Is there a way to create a permutation of a vector without using the sample() function in R?

I hope you are having a nice day. I would like to know if there is a way to create a permutation (rearrangement) of the values in a vector in R?

My professor provided with an assignment in which we are supposed create functions for a randomization test, one while using sample() to create a permutation and one not using the sample() function. So far all of my efforts have been fruitless, as any answer that I can find always resorts in the use of the sample() function. I have tried several other methods, such as indexing with runif() and writing my own functions, but to no avail. Alas, I have accepted defeat and come here for salvation.

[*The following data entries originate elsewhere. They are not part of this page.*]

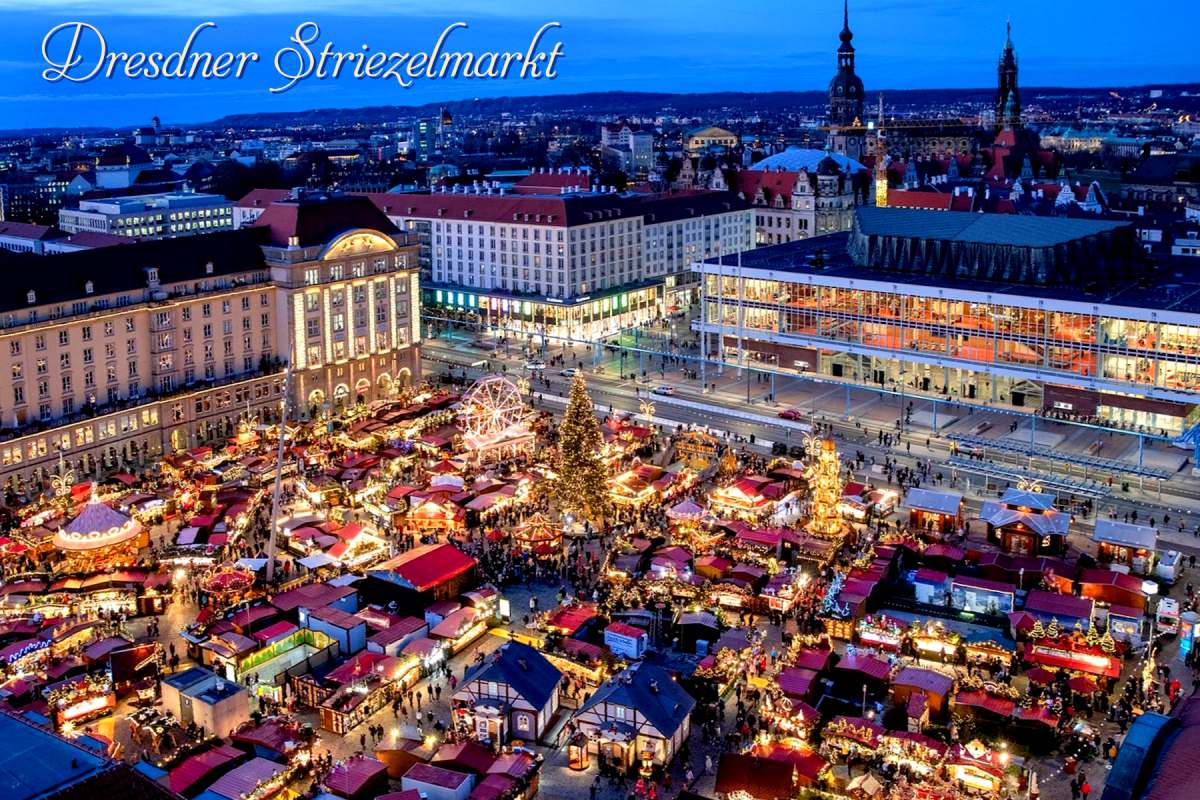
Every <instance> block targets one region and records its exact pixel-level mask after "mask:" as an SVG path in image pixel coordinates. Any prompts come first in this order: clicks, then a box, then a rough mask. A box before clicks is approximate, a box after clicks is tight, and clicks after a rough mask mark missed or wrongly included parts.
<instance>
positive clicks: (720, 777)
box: [716, 753, 796, 800]
mask: <svg viewBox="0 0 1200 800" xmlns="http://www.w3.org/2000/svg"><path fill="white" fill-rule="evenodd" d="M793 769H794V768H793V765H792V764H791V763H788V762H780V760H775V759H770V758H761V757H758V756H750V754H745V753H722V754H721V762H720V764H719V765H718V768H716V792H718V794H721V795H725V794H730V793H732V792H738V790H743V792H746V793H749V794H750V796H754V798H762V799H763V800H776V799H778V798H790V796H792V794H793V793H794V792H796V782H794V775H793Z"/></svg>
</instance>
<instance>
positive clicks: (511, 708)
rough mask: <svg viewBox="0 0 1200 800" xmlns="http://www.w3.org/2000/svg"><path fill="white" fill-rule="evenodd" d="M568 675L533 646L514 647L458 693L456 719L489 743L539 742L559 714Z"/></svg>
mask: <svg viewBox="0 0 1200 800" xmlns="http://www.w3.org/2000/svg"><path fill="white" fill-rule="evenodd" d="M562 680H563V673H560V672H559V670H558V668H557V667H554V664H552V663H551V662H550V661H547V660H546V657H545V656H544V655H541V654H540V652H538V651H536V650H534V649H533V648H530V646H529V645H527V644H522V643H520V642H509V643H506V644H505V645H504V646H502V648H500V649H499V650H497V651H496V652H494V654H492V655H491V656H488V657H487V660H486V661H485V662H484V663H481V664H480V666H478V667H476V668H475V669H473V670H472V672H469V673H467V675H466V678H463V681H462V684H460V685H458V690H457V691H456V692H455V693H454V698H452V705H454V709H455V715H456V716H457V717H458V718H461V720H464V721H466V722H467V723H468V724H469V726H470V727H472V728H473V729H474V730H475V736H476V738H478V739H480V740H484V741H490V742H504V741H508V740H509V739H523V740H526V741H536V740H538V739H539V738H540V736H541V735H542V733H544V732H545V730H546V724H547V723H548V722H550V720H551V717H553V716H554V711H557V710H558V687H559V684H560V682H562Z"/></svg>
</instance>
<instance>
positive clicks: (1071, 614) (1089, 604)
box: [1025, 589, 1094, 622]
mask: <svg viewBox="0 0 1200 800" xmlns="http://www.w3.org/2000/svg"><path fill="white" fill-rule="evenodd" d="M1093 608H1094V602H1093V601H1091V600H1088V599H1086V597H1075V596H1073V595H1060V594H1056V593H1052V591H1043V590H1042V589H1033V590H1031V591H1030V594H1028V596H1026V599H1025V610H1027V612H1030V613H1032V614H1039V615H1043V616H1057V618H1058V621H1060V622H1061V621H1063V620H1064V619H1090V618H1091V616H1092V609H1093Z"/></svg>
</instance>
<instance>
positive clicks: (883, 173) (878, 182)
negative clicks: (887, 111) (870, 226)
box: [875, 95, 888, 209]
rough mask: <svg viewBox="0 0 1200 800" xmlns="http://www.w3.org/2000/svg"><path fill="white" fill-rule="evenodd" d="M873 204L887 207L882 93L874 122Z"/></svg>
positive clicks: (886, 163) (887, 161)
mask: <svg viewBox="0 0 1200 800" xmlns="http://www.w3.org/2000/svg"><path fill="white" fill-rule="evenodd" d="M875 206H876V207H878V209H886V207H888V148H887V142H884V139H883V95H880V118H878V120H877V121H876V122H875Z"/></svg>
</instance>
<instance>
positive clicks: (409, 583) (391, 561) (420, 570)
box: [376, 543, 475, 591]
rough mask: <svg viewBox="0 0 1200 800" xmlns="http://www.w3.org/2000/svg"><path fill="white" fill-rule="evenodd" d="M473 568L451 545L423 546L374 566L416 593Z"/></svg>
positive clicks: (474, 562) (435, 585)
mask: <svg viewBox="0 0 1200 800" xmlns="http://www.w3.org/2000/svg"><path fill="white" fill-rule="evenodd" d="M474 566H475V559H473V558H470V557H469V555H467V554H466V553H463V552H462V551H460V549H458V548H456V547H455V546H452V545H448V543H442V545H425V546H422V547H418V548H414V549H410V551H408V552H407V553H402V554H400V555H397V557H396V558H394V559H391V560H390V561H385V563H383V564H380V565H379V566H378V567H376V571H390V572H392V573H395V575H396V576H397V577H400V578H401V579H402V581H403V582H404V583H407V584H409V585H410V587H412V588H413V589H415V590H416V591H426V590H428V589H432V588H433V587H436V585H438V584H442V583H445V582H446V581H450V579H451V578H455V577H457V576H460V575H462V573H463V572H467V571H468V570H470V569H472V567H474Z"/></svg>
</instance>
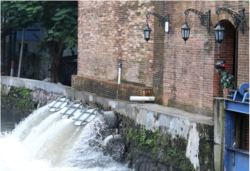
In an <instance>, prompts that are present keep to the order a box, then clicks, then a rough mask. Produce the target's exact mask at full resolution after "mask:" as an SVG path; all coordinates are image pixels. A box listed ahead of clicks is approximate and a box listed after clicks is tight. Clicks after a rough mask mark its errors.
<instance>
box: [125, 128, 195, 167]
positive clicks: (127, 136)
mask: <svg viewBox="0 0 250 171" xmlns="http://www.w3.org/2000/svg"><path fill="white" fill-rule="evenodd" d="M126 140H127V142H128V143H129V144H131V146H132V149H136V150H139V151H141V152H143V153H145V154H147V155H150V156H151V157H152V158H154V159H157V160H158V161H160V162H162V163H164V164H165V165H172V167H173V168H174V169H175V170H183V171H184V170H185V171H192V170H194V168H193V165H192V164H191V162H190V160H189V159H188V158H187V157H186V155H185V153H186V151H185V150H186V145H187V141H186V140H185V139H184V138H181V137H178V138H177V137H176V138H172V135H171V134H163V133H161V132H160V130H156V131H154V132H153V131H152V130H146V129H145V127H144V126H141V127H136V126H134V125H132V126H130V127H129V129H128V132H127V135H126ZM160 151H161V152H160Z"/></svg>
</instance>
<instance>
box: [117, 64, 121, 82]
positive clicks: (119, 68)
mask: <svg viewBox="0 0 250 171" xmlns="http://www.w3.org/2000/svg"><path fill="white" fill-rule="evenodd" d="M118 66H119V71H118V84H121V68H122V64H121V63H119V64H118Z"/></svg>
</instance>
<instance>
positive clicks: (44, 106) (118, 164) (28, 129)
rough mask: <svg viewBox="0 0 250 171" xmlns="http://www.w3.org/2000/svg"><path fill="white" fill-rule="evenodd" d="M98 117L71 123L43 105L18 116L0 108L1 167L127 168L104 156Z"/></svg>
mask: <svg viewBox="0 0 250 171" xmlns="http://www.w3.org/2000/svg"><path fill="white" fill-rule="evenodd" d="M103 124H104V121H103V119H102V118H101V117H97V118H95V119H94V120H93V121H91V122H90V123H88V124H87V125H86V126H75V125H73V124H72V122H71V120H69V119H61V118H60V114H59V113H58V112H57V113H53V114H51V113H50V112H48V106H44V107H42V108H40V109H38V110H37V111H35V112H33V113H32V114H31V115H29V116H28V117H27V118H26V119H24V120H22V121H21V119H20V118H18V117H15V116H13V115H12V114H9V113H8V112H6V111H2V112H0V170H1V171H118V170H119V171H129V170H130V169H129V168H128V167H127V166H126V164H121V163H118V162H115V161H114V160H113V159H112V158H111V157H109V156H104V155H103V153H102V150H101V148H100V147H99V146H93V145H90V142H91V141H93V140H94V141H100V139H97V138H96V134H98V131H100V127H101V126H102V125H103Z"/></svg>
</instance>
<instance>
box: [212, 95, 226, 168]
mask: <svg viewBox="0 0 250 171" xmlns="http://www.w3.org/2000/svg"><path fill="white" fill-rule="evenodd" d="M224 144H225V111H224V99H223V98H215V99H214V168H215V170H218V171H220V170H224Z"/></svg>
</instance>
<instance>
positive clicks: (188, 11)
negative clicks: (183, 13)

While using the sample() function, the code looks like:

#create the groups
a <- c(2,5,5,6,6,7,8,9)
b <- c(1,1,2,3,3,4,5,7,7,8)

#create a permutation of the combined vector without replacement using the sample function()
permsample <-sample(c(a,b),replace=FALSE)

permsample
[1] 2 5 6 1 7 7 3 8 6 3 5 9 2 7 4 8 1 5

And, for reference, the entire code of my function looks like:

PermutationTtest <- function(a, b, P){
  sample.t.value <- t.test(a, b)$statistic
  perm.t.values<-matrix(rep(0,P),P,1)
  N <-length(a)
  M <-length(b)
  for (i in 1:P)
  {
    permsample <-sample(c(a,b),replace=FALSE)
    pgroup1 <- permsample[1:N]
    pgroup2 <- permsample[(N+1) : (N+M)]
    perm.t.values[i]<-  t.test(pgroup1, pgroup2)$statistic
  }
  return(mean(perm.t.values))
}

How would I achieve the same thing, but without using the sample() function and within the confines of base R? The only hint my professor gave was "use indices." Thank you very much for your help and have a nice day.

Solution

  • You can use runif() to generate a value between 1.0 and the length of the final array. The floor() function returns the integer part of that number. At each iteration, i decrease the range of the random number to choose, append the element in the rn'th position of the original array to the new one and remove it.

    a <- c(2,5,5,6,6,7,8,9)
b <- c(1,1,2,3,3,4,5,7,7,8)

c<-c(a,b)

index<-length(c)
perm<-c()

for(i in 1:length(c)){
  rn = floor(runif(1, min=1, max=index))
  perm<-append(perm,c[rn])
  c=c[-rn]
  index=index-1
}